Yurt dışından, topluma , insanlığa hizmeti dolayısıyla ödül almış.
Daha ne hizmetler yapmış, nelere öncülük etmiş, tıpkı Beyaz Zambaklar Ülkesi ndeki örnek kişiler gibi yaşam mimarlarından biri olmuş.
Bir insan, tek bir insan bir bölgeye kitap okumayı sevdirebilir mi ,derseniz bu kitabı okuyun derim. Son söz Mustafa Baba'dan:
"Köye kitaplık açmak, çöle çeşme götürmek gibidir. Kitaplığın girdiği yerlerde, bilmezlik kaçar gider."
"Köylüler okunmuş kitapları geri veriyor, yeni kitap alıyorlar. Mustafa Bey gelenlerin adını defterden buluyor. Adların önüne günün tarihini yazıyor. Sonra da onlara yeni kitap veriyor."
Eşekli Kütüphaneci, Fakir Baykurt, Sayfa (17/146)

"Eşekli Kütüphaneci Mustafa Bey anlatıyor: Kitap sevgisi diye bir şey vardır sanırım. Ana sevgisi, kardeş sevgisi, yar sevgisi gibi bir sevgi. Bu sevgi insanın içinde doğuştan mıdır? Yoksa sonradan mı uyanır? Ben inanıyorum ki kitap sevgisi de bütün öbür sevgiler gibi doğuştan vardır; ama uyuyordur. Onun, zamanı gelince uyandırılması gerekir. "
(Fakir Baykurt, Eşekli Kütüphaneci, Sayfa 42/146)



10 Mart 2016 Perşembe

Edgar Keret, Tanrı Olmak İsteyen Otobüs Şöförü

Edgar Keret, İsrail li bir yazar. Bu kitabında da kısa kısa , üc beş sayfalık hikayeleri bir araya getirmiş. Bu hikayeleri farklı kılan ise karah mizahla yazılmış olması. Hayal ile gerçeği ustalıkla bir araya getirmiş yazar ve her hikayenin sonuna da vurucu ,oyunbaz bir mesaj bırakmış.
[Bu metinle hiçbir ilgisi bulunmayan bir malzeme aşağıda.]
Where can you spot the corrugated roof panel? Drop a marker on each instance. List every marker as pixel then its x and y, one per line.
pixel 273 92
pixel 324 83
Benim en çok etkilendiğim hikaye ise DOMUZU KIRMAK isimli olandı.
Hikaye kısaca şöyle:
4,5 yaşlarında bir çocuk, babasından bir çizgi film karakterinin oyuncağını ister. Baba ise her istediğini öyle kolayca elde edemezsin önce al şu kumbarayı içine biriktir paralarını , o biriken para ile alırız istediğini der.
Her gün çocuk, sevgili domuz şekilli kumbarasını , sütünü içtiği için aldığı madeni para ile besler.
Sonra artık kumbara tamamen dolup, ağırlaşınca babası, "Hadi al şu çekici ve kır kumbarayı, sen bunu hak ettin , o oyuncağı artık alabiliriz "der.
Çocuk birden kötüleşir ve " Nasıl yani her gün beslediğim , arkadaş olduğum bu domuzu kendi ellerimle parçalayacak mıyım?"
Duygusal bir bağ kurduğu domuzcuğa ,bunu yapmak ona zor gelir. Babasına der ki "Bir  para daha atmak istiyorum, son bir para, onu da atınca yarın kırarım."
O gece herkes uyuduğunda küçük çocuk, tarlaya kadar yürür , içi para dolu domuzcuğu orada bırakır ve şöyle der:
" Artık korkmana gerek yok, seni kurtardım burayı seveceksin" 
Bu hikaye çok düşündürücü...
Küçücük çocukların iç dünyalarının, duygularının nasıl da , büyüklerden farklı işlediğini  bir kez daha gösterdi bana...

Son Mektup ( Karen Kingsbury)

"Çeşitli denemelerle yüz yüze geldiğiniz zaman,bunu büyük bir sevinçle karşılayın, çünkü bilirsiniz ki, sınanma dayanma gücü yaratır." (sayfa 81)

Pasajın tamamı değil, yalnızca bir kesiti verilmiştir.